Despite a return to revenue growth in 2023’s second quarter, troubled Mallinckrodt continues to weigh its financial options, according to CEO Siggi Olafsson. Among them is a new bankruptcy bid that could get the company off the hook for more than $1 billion in opioid settlement payments.
Wednesday, Mallinckrodt reported second-quarter sales of $475 million, delivering a modest growth rate of 1.3% versus the same period last year. At the same time, the company reported a net loss of $747.8 million, and it only had about $480.6 million in cash on hand as of June 30.
The growth marked an “important step forward in our goal to stabilize the business in the near term and return to sustainable growth in the long term,” Olafsson said in a statement.
At the same time, the company continues to “actively evaluate our financial situation and consider our options,” he said.
“We have been engaged in advanced discussions with representatives of the opioid disbursement trust and our funded debt creditors and analyzing various proposals with respect to our opioid settlement and debt obligations,” Olafsson added.
The executive’s statements come just a few months after Mallinckrodt admitted its failure to make an annual $200 million opioid settlement payment and suggested bankruptcy was again in the offing. In June 2022, Mallinckrodt emerged from a separate Chapter 11 reorganization and agreed to a $1.7 billion settlement to resolve opioid claims, trumpeting the moves as part of a “new beginning” for the company.
To complicate things further, investors in June filed a class-action lawsuit that accused Mallinckrodt of making false and misleading statements about the financial health of the company.
Now, Mallinckrodt is again floating a potential bankruptcy reorganization. In its earnings release, the company said it’s contemplating a "restructuring support agreement" that would include new Chapter 11 proceedings.

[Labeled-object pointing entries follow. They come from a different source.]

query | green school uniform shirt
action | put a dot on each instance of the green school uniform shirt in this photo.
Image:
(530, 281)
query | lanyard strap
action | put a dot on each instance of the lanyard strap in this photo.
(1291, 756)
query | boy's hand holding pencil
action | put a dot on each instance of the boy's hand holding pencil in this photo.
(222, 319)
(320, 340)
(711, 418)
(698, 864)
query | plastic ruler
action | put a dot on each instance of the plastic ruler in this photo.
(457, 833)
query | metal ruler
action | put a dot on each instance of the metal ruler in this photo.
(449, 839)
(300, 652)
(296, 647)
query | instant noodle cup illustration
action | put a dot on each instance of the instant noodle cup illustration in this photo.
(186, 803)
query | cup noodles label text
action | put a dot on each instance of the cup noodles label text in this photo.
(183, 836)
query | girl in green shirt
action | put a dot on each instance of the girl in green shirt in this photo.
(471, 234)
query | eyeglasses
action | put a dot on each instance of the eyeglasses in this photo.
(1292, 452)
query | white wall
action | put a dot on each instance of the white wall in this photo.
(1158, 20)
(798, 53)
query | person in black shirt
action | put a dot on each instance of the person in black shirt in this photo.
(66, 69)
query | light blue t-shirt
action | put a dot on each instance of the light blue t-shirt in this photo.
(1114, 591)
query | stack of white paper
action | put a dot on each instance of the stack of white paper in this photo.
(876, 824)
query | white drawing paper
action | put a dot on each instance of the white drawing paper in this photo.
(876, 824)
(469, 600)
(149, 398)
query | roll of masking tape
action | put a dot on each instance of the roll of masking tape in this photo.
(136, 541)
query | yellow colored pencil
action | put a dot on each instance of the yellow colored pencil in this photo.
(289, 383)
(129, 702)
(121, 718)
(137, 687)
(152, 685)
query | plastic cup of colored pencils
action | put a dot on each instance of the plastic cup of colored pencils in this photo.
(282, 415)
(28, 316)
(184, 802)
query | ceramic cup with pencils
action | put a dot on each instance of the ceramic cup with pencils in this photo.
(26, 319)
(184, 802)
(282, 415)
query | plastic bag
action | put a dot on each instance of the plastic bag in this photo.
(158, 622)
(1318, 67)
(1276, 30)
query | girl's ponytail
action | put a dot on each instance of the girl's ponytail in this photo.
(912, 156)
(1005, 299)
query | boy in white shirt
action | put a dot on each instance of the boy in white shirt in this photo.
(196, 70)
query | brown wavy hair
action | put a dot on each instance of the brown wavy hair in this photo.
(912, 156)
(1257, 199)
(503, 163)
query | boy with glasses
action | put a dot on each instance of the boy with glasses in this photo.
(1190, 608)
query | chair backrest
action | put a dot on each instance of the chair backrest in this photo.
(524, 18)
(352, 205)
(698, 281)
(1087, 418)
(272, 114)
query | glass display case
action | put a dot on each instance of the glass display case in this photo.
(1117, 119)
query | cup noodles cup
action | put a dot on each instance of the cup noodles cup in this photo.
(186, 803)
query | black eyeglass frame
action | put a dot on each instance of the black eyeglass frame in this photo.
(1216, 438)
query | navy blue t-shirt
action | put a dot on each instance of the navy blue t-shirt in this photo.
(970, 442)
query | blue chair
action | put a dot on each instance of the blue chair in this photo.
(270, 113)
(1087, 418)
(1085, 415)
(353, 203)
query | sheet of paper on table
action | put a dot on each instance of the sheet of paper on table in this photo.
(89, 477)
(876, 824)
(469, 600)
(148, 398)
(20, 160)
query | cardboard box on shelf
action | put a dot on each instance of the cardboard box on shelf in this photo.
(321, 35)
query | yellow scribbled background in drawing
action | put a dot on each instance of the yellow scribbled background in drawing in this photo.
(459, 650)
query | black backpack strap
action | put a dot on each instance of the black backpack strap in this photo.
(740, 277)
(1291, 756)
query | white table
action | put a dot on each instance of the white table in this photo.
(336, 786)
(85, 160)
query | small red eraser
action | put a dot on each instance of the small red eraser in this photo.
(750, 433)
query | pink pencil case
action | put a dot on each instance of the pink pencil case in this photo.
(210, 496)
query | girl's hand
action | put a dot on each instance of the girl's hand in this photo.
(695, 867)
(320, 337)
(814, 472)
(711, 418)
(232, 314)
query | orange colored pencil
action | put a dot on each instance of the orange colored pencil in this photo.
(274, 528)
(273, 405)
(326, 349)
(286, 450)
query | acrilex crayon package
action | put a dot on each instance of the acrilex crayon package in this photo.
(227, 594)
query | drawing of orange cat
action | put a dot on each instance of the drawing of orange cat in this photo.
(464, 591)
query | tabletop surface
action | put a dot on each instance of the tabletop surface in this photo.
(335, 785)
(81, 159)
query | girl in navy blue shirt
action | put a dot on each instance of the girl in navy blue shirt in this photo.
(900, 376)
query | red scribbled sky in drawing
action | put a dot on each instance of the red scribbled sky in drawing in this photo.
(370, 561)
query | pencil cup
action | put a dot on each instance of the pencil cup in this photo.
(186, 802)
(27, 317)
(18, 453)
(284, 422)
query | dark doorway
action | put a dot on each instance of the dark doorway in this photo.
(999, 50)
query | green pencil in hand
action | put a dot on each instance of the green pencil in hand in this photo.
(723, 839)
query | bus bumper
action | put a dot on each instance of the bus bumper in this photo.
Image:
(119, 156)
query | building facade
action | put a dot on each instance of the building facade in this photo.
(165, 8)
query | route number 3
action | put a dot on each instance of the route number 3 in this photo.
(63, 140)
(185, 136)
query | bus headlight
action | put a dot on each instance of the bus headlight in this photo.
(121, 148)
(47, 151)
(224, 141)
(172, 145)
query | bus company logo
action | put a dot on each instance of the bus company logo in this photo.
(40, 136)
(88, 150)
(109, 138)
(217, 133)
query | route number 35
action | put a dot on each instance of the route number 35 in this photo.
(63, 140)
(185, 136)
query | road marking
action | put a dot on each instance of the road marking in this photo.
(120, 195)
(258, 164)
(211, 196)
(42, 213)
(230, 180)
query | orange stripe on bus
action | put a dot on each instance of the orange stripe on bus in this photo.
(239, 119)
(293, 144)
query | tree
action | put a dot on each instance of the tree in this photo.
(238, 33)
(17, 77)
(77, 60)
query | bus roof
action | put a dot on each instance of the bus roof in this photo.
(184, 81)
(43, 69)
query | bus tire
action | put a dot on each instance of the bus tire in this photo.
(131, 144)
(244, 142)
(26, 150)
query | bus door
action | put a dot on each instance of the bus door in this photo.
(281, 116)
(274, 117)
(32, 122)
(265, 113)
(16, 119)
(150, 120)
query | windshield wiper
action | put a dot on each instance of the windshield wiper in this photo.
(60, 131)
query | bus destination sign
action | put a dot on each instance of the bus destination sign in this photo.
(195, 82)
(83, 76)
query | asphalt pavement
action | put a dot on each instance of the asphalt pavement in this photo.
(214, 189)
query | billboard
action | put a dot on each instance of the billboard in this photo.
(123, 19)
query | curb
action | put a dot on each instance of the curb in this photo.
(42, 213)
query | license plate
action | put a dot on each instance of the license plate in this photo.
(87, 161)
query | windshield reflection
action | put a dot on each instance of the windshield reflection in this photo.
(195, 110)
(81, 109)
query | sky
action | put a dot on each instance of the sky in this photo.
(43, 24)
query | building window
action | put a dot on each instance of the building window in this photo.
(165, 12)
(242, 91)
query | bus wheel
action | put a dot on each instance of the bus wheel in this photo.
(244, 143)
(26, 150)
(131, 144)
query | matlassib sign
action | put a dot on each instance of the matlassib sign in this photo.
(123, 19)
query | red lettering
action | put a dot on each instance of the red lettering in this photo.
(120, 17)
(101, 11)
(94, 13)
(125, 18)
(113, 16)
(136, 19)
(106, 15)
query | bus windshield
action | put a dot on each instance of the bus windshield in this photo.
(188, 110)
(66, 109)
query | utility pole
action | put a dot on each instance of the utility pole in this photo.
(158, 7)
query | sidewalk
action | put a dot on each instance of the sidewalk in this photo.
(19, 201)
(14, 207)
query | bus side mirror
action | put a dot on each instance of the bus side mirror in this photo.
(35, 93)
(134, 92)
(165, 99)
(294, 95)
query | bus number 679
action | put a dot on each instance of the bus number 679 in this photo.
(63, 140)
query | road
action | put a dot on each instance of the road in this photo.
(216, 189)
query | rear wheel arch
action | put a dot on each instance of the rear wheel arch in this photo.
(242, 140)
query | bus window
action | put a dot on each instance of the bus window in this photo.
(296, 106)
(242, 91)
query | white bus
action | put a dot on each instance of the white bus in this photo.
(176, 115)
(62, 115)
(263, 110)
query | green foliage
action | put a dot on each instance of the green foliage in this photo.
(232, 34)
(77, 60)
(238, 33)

Taking a closer look at Mallinckrodt’s potential bankruptcy play, a group of hedge funds that lent billions to the company—including Silver Point Capital, Bracebridge Capital and Alta Fundamental Advisers—has backed a plan for Mallinckrodt to get out of its settlement deal with about $1.3 billion still unpaid, The Wall Street Journal reported late last month. The scheme would see Mallinckrodt’s board give the hedge funds control of the business through a bankruptcy filing.

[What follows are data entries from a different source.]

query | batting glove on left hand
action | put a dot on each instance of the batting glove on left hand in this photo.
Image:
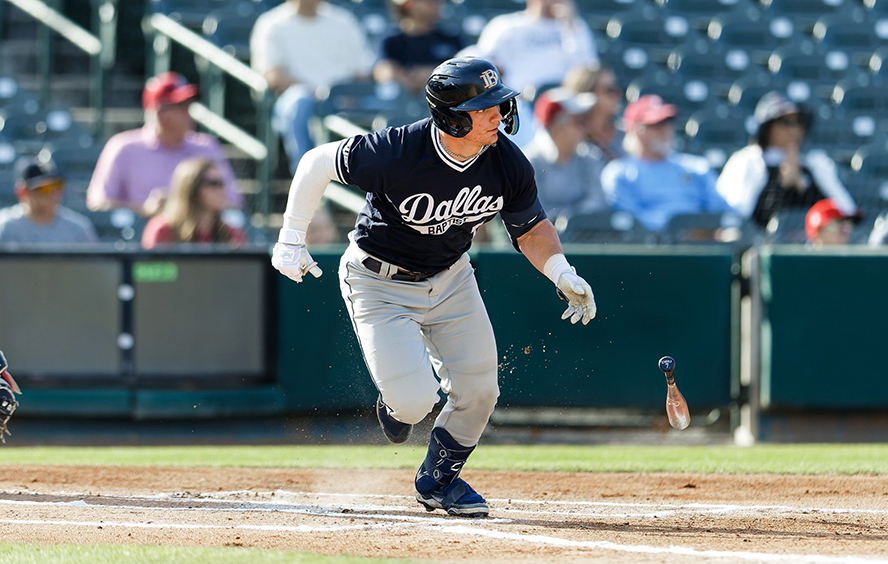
(578, 295)
(291, 258)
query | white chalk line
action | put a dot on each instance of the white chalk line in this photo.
(474, 532)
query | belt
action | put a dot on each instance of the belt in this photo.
(374, 265)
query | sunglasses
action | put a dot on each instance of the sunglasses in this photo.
(48, 188)
(788, 122)
(213, 182)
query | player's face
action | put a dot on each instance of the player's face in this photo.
(485, 126)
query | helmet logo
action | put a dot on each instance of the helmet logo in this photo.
(490, 79)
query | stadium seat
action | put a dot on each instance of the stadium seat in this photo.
(804, 13)
(870, 177)
(655, 35)
(603, 227)
(359, 102)
(807, 65)
(787, 227)
(715, 134)
(759, 36)
(859, 95)
(710, 229)
(230, 28)
(190, 13)
(717, 66)
(851, 33)
(700, 12)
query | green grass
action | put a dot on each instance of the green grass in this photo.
(808, 459)
(103, 554)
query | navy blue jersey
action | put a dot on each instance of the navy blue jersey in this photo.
(414, 50)
(423, 206)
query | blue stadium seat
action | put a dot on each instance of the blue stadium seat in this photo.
(603, 227)
(870, 182)
(719, 67)
(655, 35)
(759, 36)
(805, 13)
(715, 134)
(851, 33)
(230, 28)
(710, 229)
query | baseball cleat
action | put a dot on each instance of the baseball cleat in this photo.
(395, 431)
(457, 498)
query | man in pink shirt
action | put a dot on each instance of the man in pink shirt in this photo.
(135, 167)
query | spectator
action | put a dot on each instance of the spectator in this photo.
(411, 50)
(135, 167)
(39, 216)
(568, 170)
(193, 211)
(826, 224)
(300, 46)
(535, 48)
(772, 173)
(653, 183)
(601, 127)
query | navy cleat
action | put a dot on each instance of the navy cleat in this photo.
(438, 485)
(395, 431)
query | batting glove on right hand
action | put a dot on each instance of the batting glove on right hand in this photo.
(291, 258)
(578, 295)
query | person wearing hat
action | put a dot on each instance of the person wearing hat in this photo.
(301, 46)
(135, 166)
(653, 182)
(827, 224)
(415, 45)
(39, 216)
(568, 170)
(772, 173)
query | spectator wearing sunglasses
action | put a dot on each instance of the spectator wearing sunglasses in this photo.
(39, 216)
(193, 210)
(773, 173)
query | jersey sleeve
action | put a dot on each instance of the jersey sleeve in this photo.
(522, 210)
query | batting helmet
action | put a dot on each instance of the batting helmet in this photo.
(464, 85)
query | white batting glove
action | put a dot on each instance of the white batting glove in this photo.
(572, 289)
(291, 258)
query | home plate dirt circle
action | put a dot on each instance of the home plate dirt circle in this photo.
(535, 517)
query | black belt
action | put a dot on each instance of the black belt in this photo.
(374, 265)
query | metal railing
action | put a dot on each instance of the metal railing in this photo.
(101, 49)
(263, 147)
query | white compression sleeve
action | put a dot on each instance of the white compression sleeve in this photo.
(316, 169)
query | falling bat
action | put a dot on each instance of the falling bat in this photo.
(676, 406)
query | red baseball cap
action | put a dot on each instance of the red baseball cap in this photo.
(647, 110)
(559, 101)
(166, 89)
(824, 212)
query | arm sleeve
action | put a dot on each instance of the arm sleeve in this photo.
(316, 169)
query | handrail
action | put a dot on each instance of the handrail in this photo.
(263, 148)
(99, 48)
(61, 25)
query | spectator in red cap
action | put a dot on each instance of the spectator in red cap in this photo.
(568, 170)
(135, 167)
(827, 224)
(772, 173)
(653, 182)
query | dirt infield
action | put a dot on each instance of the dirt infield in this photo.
(535, 517)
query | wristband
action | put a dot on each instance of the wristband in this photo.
(291, 237)
(555, 267)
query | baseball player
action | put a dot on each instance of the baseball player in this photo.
(406, 278)
(7, 399)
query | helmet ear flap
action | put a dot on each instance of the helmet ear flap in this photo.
(451, 122)
(509, 111)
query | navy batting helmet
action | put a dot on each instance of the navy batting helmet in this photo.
(464, 85)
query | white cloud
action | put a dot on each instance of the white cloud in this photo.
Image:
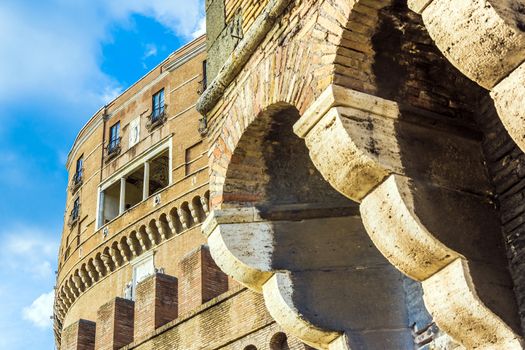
(51, 49)
(30, 251)
(40, 310)
(201, 28)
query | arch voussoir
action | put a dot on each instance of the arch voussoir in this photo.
(485, 40)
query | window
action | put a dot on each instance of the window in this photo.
(76, 181)
(78, 171)
(204, 81)
(143, 267)
(114, 139)
(135, 183)
(75, 212)
(158, 106)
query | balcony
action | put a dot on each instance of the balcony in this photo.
(113, 149)
(76, 181)
(74, 216)
(156, 118)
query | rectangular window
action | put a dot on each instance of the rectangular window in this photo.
(204, 76)
(114, 138)
(79, 169)
(158, 106)
(75, 212)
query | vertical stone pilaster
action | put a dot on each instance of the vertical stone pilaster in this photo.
(156, 303)
(115, 324)
(79, 336)
(201, 279)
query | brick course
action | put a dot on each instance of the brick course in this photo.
(156, 303)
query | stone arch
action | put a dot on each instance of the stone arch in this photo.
(279, 341)
(153, 232)
(362, 132)
(198, 209)
(163, 227)
(116, 255)
(390, 165)
(284, 231)
(125, 248)
(144, 239)
(93, 271)
(108, 261)
(135, 244)
(486, 41)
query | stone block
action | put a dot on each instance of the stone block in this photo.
(79, 336)
(115, 324)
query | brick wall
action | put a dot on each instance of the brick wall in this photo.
(79, 336)
(114, 324)
(232, 317)
(201, 279)
(156, 303)
(506, 166)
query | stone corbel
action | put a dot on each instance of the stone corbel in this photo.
(485, 40)
(240, 242)
(423, 204)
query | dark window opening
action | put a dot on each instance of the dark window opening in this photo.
(76, 181)
(159, 173)
(113, 147)
(204, 82)
(75, 212)
(158, 113)
(158, 105)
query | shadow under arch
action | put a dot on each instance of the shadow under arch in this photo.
(284, 231)
(404, 143)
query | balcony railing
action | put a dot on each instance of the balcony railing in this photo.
(74, 215)
(76, 181)
(156, 118)
(113, 148)
(203, 85)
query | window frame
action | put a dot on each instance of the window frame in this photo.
(114, 137)
(158, 105)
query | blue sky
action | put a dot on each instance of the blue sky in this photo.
(60, 60)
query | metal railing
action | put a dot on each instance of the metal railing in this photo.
(113, 148)
(157, 117)
(76, 181)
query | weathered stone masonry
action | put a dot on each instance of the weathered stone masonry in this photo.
(391, 125)
(364, 185)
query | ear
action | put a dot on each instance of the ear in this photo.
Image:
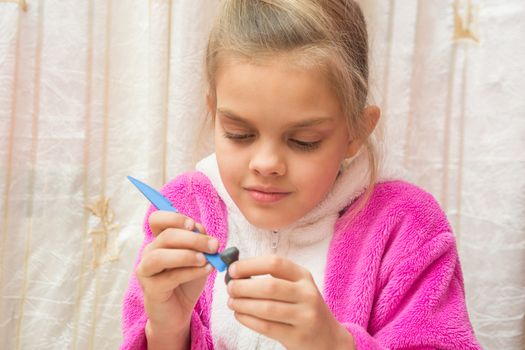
(211, 102)
(371, 116)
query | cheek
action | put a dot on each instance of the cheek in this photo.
(317, 178)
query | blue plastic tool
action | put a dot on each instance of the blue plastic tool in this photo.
(162, 203)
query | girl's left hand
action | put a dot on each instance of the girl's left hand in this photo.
(286, 306)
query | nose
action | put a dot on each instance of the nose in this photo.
(267, 160)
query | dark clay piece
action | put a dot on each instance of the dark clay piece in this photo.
(229, 256)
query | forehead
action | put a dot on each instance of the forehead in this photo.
(275, 86)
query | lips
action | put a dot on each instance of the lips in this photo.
(266, 194)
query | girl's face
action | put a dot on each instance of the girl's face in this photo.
(280, 137)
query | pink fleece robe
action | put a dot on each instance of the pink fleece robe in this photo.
(392, 278)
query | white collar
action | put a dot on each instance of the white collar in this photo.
(351, 183)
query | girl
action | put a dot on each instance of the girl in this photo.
(340, 255)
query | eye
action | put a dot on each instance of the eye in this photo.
(305, 146)
(238, 137)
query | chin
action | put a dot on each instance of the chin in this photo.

As for Mallinckrodt’s second-quarter earnings, the company’s specialty generics segment continued to grow, while the launch of the company’s new hepatorenal syndrome (HRS) drug Terlivaz has thus far “exceeded our expectations,” Olafsson said.

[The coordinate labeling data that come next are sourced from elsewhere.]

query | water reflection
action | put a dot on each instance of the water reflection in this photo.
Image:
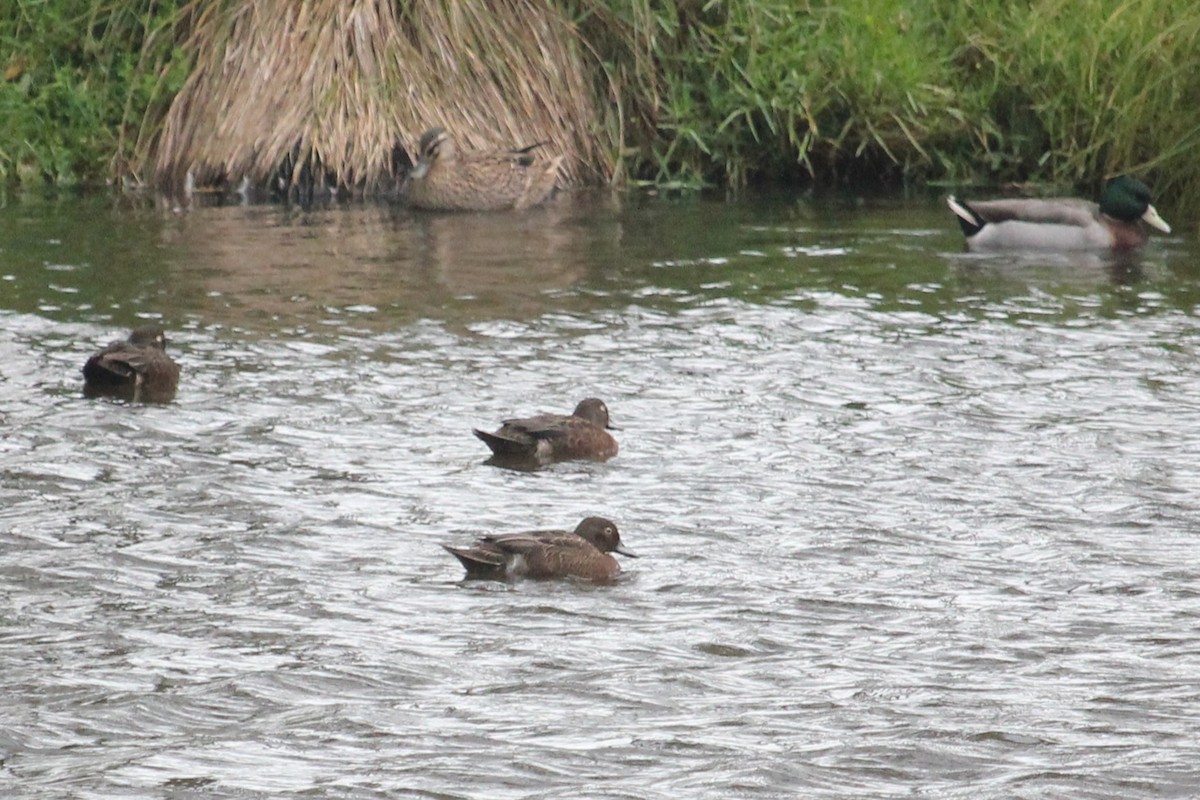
(906, 517)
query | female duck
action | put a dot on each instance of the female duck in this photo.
(1061, 223)
(582, 553)
(136, 370)
(444, 180)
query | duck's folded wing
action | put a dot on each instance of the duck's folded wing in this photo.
(535, 540)
(539, 427)
(1062, 211)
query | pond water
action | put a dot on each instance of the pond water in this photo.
(911, 522)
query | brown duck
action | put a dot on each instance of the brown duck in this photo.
(445, 180)
(543, 554)
(137, 370)
(547, 438)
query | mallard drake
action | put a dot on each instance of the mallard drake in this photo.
(136, 370)
(1061, 223)
(582, 553)
(445, 180)
(547, 438)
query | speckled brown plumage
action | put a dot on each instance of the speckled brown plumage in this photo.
(547, 438)
(136, 370)
(445, 180)
(582, 553)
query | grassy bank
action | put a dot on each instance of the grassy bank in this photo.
(1061, 91)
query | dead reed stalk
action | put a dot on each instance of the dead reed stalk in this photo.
(327, 88)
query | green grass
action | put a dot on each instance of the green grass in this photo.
(705, 92)
(79, 80)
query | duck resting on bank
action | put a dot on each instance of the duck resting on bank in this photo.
(1061, 223)
(445, 180)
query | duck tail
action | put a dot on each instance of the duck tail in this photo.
(969, 220)
(478, 563)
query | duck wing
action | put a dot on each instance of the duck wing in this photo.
(1055, 211)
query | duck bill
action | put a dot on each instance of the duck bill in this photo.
(1155, 221)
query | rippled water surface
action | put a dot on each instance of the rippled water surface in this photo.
(912, 523)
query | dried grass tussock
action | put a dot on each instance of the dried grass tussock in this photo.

Specialty brands brought home sales of $280.1 million, increasing by 8.5% at constant currencies, Mallinckrodt said. Specialty generics, for their part, generated $194.9 million, good for 19.7% growth during the quarter.
Terlivaz, meanwhile, is heating up thanks to “positive momentum and significant enthusiasm from the medical community,” Mallinckrodt added. The drug scored its long-awaited HRS nod back in September, becoming the first medicine approved for the life-threatening liver condition, which affects between 30,000 and 40,000 people annually in the U.S.
After its second-quarter performance, Mallinckrodt is sticking by its financial guidance for the year. For all of 2023, the company expects to generate net sales between $1.7 billion and $1.82 billion.